GameStop cuts costs to deal with plunge in console sales
The PS4 and Xbox One are clearly approaching the end of their main lifecycles, and that’s doing serious damage to GameStop’s bottom line. The video game store’s Q1 profits fell to $6.8 million, just a quarter of what they were a year earlier, based on a steep 35 percent drop in new hardware sales. And that’s after accounting for the Nintendo Switch’s strong performance. While GameStop didn’t explain the decline, gamers knew the next PlayStation and Xbox “Scarlett” were on the horizon — there wasn’t much point to buying a current-gen system. The much gentler dip in software sales (4.3 percent) reinforced this.

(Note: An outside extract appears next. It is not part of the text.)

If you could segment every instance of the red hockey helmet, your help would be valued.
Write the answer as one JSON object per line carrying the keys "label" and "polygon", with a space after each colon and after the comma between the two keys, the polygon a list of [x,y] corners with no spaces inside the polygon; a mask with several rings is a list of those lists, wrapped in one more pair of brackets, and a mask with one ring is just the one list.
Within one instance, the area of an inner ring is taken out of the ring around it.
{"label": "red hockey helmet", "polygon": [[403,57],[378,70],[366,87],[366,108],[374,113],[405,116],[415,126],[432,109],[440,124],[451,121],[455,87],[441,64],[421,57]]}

The retailer didn’t expect the situation to improve any time soon, either. It also unveiled a string of cost-cutting measures to stay afloat, including scrapping the company’s share dividend (potentially saving $157 million per year) and merging ThinkGeek’s online collecting sales with the main GameStop website. Just days earlier, GameStop had reshuffled its leadership with new Chief Customer Officer and Chief Merchandising Officer positions as well as a new financial chief.
Hardware sales are bound to tick upward when the new systems arrive, most likely in late 2020. However, the plummeting profits also reflect GameStop’s fragility in an era when game downloads are replacing physical copies. Console sales are much more important these days, and that’s a problem when there’s a hardware transition underway.